Jessica’s company is having a down month financially, and her products are not performing up to projected goals. She is working with the sales team to find ways to get back on track and the two teams decide to build a finance dashboard around her product performance. She knows that financial KPIs require clear and concise visualizations to reduce confusion, and uses her solution’s color-coding capabilities and glossary page to improve KPI readability.
- Monthly Recurring Revenue (MRR)
A KPI largely used for subscription-based companies, MRR tracks a product’s total revenue on a monthly basis. MRR is a shorter-term KPI that allows product managers to view their subscription metrics on a monthly basis, making it useful for tracking the success of product launches and update. Calculating MRR is straightforward, just multiply the number of monthly subscribers by the average revenue per user.
Our product manager carefully analyzes each month’s MRR to gain maximum insights and build predictive models. She presents this KPI to the sales team on a monthly basis to align the two departments. By setting limits on her visualizations to automatically color change depending on performance, our product manager and sales team know exactly which KPIs to discuss.
- Time to X
This KPI can be effective to measure how users interact with performing transactions or engaging with product features. Usually expressed as a percentage of a previous completion period, product managers can observe how eager users are to access certain products and what features or products they are most drawn to. A lower Time to X when using certain app features may signal that it needs to be updated or overhauled.
Because Time to X can be vague and the name is non-descriptive, our product manager decides to use Toucan’s glossary feature to provide an example of the KPI. Jessica is confident that the sales team will understand Time to X and how it is defined internally.

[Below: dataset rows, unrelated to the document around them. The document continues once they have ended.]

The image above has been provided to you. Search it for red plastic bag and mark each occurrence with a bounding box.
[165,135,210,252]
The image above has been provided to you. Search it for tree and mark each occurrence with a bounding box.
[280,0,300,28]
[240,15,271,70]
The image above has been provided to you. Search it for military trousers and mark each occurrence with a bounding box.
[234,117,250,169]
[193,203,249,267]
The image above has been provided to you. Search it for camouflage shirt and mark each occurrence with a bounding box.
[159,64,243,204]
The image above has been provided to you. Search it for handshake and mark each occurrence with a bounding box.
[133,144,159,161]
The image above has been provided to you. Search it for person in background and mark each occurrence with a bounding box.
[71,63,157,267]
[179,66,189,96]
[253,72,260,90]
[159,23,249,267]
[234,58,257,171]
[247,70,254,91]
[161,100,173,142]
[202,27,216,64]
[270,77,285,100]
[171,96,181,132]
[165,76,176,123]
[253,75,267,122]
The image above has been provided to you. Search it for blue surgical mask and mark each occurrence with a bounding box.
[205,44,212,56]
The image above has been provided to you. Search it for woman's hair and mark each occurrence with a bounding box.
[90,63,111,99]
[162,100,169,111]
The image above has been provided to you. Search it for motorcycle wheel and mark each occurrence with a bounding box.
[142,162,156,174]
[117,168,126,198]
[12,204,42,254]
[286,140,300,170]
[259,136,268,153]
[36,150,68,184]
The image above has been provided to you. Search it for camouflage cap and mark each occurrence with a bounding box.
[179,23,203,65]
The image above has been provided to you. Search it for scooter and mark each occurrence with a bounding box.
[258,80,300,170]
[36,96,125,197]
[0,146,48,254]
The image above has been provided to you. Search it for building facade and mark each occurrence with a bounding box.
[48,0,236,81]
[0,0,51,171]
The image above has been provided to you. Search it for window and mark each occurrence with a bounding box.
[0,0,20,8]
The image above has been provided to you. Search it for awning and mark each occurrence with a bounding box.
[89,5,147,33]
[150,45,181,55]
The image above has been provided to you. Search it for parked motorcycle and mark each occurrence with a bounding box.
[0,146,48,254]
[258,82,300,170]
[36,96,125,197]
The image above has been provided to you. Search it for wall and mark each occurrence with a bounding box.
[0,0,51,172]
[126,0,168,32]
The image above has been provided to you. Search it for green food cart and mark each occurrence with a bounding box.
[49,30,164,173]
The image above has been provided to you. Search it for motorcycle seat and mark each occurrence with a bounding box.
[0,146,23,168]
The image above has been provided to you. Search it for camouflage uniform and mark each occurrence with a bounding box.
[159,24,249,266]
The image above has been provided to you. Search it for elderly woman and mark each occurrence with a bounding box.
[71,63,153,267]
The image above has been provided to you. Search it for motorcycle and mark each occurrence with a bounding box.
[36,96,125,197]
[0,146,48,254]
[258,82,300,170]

How Should You choose And Display Your Product Manager KPIs?
Our product manager’s data workflows can only increase adoption throughout her organization. The sales, marketing, and customer success teams appreciate the concise format of meetings, and our product manager easily monitors and defines all of her KPIs. These changes, although they seem small, make all the difference.

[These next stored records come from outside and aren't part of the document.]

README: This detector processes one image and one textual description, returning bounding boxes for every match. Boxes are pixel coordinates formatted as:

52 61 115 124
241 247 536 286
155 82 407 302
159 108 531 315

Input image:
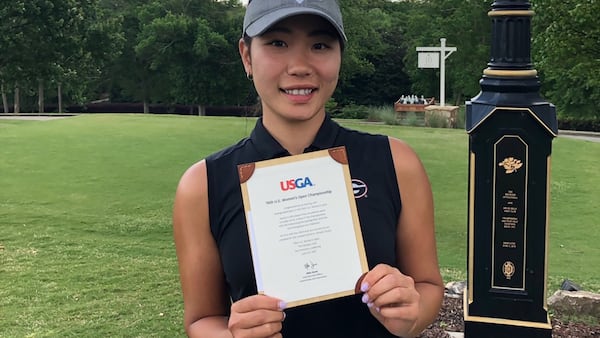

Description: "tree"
533 0 600 117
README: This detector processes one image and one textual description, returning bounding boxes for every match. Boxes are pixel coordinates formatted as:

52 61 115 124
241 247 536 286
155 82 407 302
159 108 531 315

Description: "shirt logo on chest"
352 178 369 199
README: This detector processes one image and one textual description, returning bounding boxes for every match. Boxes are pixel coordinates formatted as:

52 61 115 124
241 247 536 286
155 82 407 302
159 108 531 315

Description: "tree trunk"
13 85 21 114
2 83 8 113
38 80 44 114
58 82 62 113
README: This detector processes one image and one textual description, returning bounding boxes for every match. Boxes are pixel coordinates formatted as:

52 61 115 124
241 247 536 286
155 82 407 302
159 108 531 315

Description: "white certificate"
238 147 368 307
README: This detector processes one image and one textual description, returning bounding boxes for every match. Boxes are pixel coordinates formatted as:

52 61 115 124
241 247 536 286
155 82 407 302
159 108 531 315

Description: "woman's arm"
362 138 444 337
173 161 285 338
173 161 232 338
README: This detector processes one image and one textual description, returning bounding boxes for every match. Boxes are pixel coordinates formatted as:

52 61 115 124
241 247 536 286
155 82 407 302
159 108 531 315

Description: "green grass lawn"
0 115 600 337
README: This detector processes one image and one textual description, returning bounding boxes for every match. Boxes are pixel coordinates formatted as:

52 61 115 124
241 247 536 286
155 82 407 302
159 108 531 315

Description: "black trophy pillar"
464 0 557 338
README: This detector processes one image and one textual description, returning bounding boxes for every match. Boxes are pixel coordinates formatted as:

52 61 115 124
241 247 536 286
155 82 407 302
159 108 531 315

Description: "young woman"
173 0 443 338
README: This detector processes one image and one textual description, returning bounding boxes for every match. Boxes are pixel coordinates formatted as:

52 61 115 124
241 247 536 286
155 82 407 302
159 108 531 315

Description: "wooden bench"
394 97 435 126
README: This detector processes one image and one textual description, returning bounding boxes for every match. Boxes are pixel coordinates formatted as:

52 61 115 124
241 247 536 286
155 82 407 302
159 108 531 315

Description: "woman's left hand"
361 264 420 336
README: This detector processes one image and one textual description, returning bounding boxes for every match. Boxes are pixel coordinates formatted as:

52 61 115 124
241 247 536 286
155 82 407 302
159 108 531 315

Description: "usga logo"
279 177 313 191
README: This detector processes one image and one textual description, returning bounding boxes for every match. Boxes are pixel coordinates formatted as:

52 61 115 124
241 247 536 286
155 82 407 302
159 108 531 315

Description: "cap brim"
245 7 348 41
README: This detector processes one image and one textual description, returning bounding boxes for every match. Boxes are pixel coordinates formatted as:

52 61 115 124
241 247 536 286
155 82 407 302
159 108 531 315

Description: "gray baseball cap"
244 0 348 46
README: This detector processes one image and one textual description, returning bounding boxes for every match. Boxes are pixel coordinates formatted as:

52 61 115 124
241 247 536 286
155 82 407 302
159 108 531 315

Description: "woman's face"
240 15 342 121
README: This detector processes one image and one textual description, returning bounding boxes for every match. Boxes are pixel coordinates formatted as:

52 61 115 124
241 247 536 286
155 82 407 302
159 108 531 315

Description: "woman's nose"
287 50 313 76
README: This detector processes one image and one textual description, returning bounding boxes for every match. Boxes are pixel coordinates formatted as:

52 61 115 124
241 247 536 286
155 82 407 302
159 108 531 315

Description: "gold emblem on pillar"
498 157 523 174
502 261 515 279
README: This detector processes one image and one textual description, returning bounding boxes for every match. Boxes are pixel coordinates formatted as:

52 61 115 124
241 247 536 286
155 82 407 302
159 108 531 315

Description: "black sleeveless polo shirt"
206 116 401 338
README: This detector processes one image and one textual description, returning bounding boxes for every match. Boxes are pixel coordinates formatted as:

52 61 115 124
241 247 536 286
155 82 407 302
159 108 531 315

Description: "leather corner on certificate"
238 147 368 307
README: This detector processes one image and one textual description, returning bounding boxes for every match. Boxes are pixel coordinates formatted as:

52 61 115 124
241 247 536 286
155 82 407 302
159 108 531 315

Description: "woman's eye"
313 42 329 50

Although these KPIs are some of the most important to monitor, you will choose the KPIs that most closely align with your most pressing goals, product positioning, and customer needs. However, the way you display these KPIs matters, and an ineffective product manager dashboard almost always results in poor performance and low adoption.
Using an analytics solution like Toucan to build your product manager dashboard can simplify your product management KPIs through fast app deployment and easy visualization building. With a focus on insights for the non-technical user, Toucan ensures that your KPIs tell an easily understandable story of your product lifecycle, including features like annotations, glossary pages, and automated color coding.
Product managers can also use Toucan’s applications to display KPIs on any display. Whether you’re in a meeting room, traveling to an event, or on vacation, you can always track your product’s success. With Toucan, Jessica goes on her data journey confident in her solution and its ability to clearly display her product metrics.